CARB Sues Truck Manufacturers for Potential Contract Violation
Contracts are an important part of society that keeps things going even when the unpredictable happens. This is why the California Air Resources Board (CARB) is unhappy with a set of four truck manufacturers who agreed to the “Clean Truck Partnership” in 2023 and have now, with a new presidential administration, given hints that they are planning on reneging on the deal.
Details
The new lawsuit comes from the office of state Attorney General Rob Bonta, saying that “Defendants have already or will soon breach the terms of the contract requiring them to sell clean vehicles in California,” Bonta argued in the state’s lawsuit. “CARB will suffer injury by defendants’ breach of the contract. The particular benefits for which CARB bargained — especially emissions reductions from the sale of cleaner vehicles — are such that a money damages remedy would not make CARB whole.”

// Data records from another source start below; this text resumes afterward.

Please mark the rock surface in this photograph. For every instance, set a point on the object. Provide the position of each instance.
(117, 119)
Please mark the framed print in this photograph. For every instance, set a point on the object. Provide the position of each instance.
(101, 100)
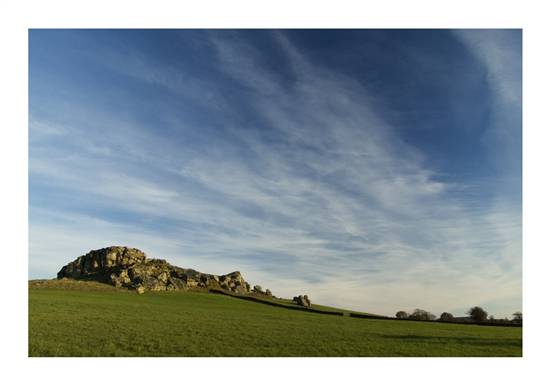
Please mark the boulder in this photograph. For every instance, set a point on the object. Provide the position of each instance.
(302, 300)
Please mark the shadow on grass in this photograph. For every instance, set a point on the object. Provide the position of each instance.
(494, 342)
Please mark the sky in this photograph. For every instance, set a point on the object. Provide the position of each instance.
(377, 170)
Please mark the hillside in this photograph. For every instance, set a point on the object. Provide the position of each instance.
(84, 318)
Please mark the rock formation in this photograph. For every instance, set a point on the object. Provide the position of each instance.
(130, 268)
(302, 300)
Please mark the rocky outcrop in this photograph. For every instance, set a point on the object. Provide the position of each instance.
(130, 268)
(302, 300)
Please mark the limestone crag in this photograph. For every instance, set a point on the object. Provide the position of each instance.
(128, 267)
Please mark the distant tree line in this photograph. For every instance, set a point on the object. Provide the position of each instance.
(476, 314)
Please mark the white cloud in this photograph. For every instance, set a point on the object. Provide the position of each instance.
(337, 207)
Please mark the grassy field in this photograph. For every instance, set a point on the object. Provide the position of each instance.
(91, 319)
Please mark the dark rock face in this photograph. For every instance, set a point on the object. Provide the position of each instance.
(302, 300)
(127, 267)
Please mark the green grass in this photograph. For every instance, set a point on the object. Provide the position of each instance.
(90, 319)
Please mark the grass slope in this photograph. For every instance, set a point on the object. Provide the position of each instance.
(91, 319)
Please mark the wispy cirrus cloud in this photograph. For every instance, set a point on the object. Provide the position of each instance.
(316, 192)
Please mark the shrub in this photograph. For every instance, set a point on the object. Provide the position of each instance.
(401, 314)
(446, 316)
(422, 315)
(477, 314)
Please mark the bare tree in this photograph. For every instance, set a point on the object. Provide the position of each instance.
(477, 314)
(401, 314)
(518, 317)
(446, 316)
(422, 315)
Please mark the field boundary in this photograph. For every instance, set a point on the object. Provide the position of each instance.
(356, 315)
(271, 303)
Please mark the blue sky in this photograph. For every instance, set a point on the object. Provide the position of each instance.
(378, 170)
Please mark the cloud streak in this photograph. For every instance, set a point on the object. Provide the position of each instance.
(315, 193)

The four truck manufacturers in question are:
- Daimler Truck North America
- International Motors
- PACCAR Inc.
- Volvo Group North America
This lawsuit is actually a countersuit from a filing of the four manufacturers in August, saying that they need relief from the contract so that they can meet federal obligations.

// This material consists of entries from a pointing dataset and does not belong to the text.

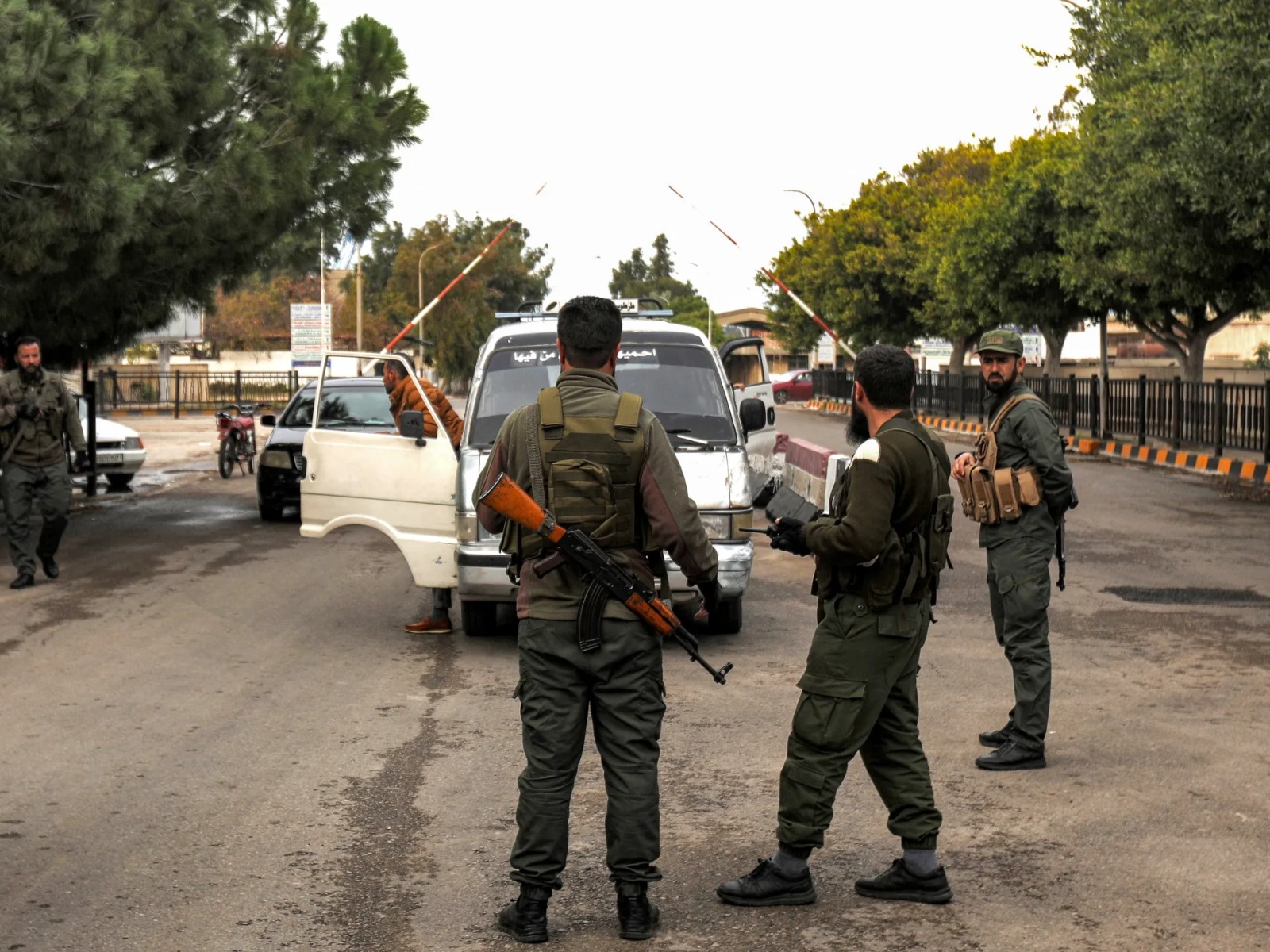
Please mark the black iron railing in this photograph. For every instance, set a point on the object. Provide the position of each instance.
(194, 390)
(1221, 416)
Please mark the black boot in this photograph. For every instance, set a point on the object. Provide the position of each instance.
(768, 886)
(637, 917)
(995, 739)
(526, 918)
(902, 882)
(1011, 757)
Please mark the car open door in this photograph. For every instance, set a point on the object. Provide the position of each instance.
(399, 486)
(745, 363)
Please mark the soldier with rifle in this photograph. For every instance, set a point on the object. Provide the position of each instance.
(879, 552)
(603, 466)
(1018, 486)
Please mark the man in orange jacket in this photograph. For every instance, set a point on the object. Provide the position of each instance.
(403, 395)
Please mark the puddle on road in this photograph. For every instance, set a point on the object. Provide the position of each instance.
(1187, 596)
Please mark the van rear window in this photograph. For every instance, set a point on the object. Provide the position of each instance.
(679, 382)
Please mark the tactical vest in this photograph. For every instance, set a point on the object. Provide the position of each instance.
(926, 549)
(587, 471)
(991, 495)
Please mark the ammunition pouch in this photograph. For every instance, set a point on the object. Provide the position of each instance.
(991, 495)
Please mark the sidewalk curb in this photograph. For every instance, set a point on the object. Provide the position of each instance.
(1242, 470)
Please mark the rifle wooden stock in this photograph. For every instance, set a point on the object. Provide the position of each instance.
(514, 503)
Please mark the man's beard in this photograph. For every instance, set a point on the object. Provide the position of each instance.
(1000, 384)
(857, 427)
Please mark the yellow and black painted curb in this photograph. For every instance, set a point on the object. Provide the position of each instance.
(1242, 470)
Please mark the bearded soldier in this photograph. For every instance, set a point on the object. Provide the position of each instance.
(1020, 513)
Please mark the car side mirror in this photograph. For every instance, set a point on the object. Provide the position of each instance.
(753, 416)
(412, 425)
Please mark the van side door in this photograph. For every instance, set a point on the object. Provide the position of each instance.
(403, 486)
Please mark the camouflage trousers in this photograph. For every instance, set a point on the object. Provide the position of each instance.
(860, 695)
(620, 685)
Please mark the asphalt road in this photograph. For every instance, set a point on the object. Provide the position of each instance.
(214, 735)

“The OEMs are in an impossible position,” according to the initial August lawsuit. “On the one hand, California insists that plaintiff OEMs must follow CARB’s standards, including CARB’s truck and engine certification requirements, or be excluded from the California market, subjected to significant civil penalties, shut out of special considerations and flexibilities in future regulatory considerations, and excluded from state purchasing and incentive programs. California demands that OEMs follow pre-empted laws; the United States maintains such laws are illegal and orders OEMs to disregard them. This situation is not tenable.”
The fact that California has plans to go forward with a countersuit rather than capitulate to federal regulations signifies that things are about to get very dicey for the four trucking manufacturers.
Conclusion
The most likely outcome is that the federal government will have to get involved and decide once and for all if the four truck manufacturers must comply or disregard the California regulations, but with how slow lawsuits generally tend to go, it is possible we might have an entirely different political agenda in the federal government by the time it finally reaches that point. CARB’s best bet, if it wants to succeed in strongarming the trucking manufacturers into complying with the Clean Truck Partnership, is to delay the decision until 2029 and hope that federal interests better align with California interests at that point in time.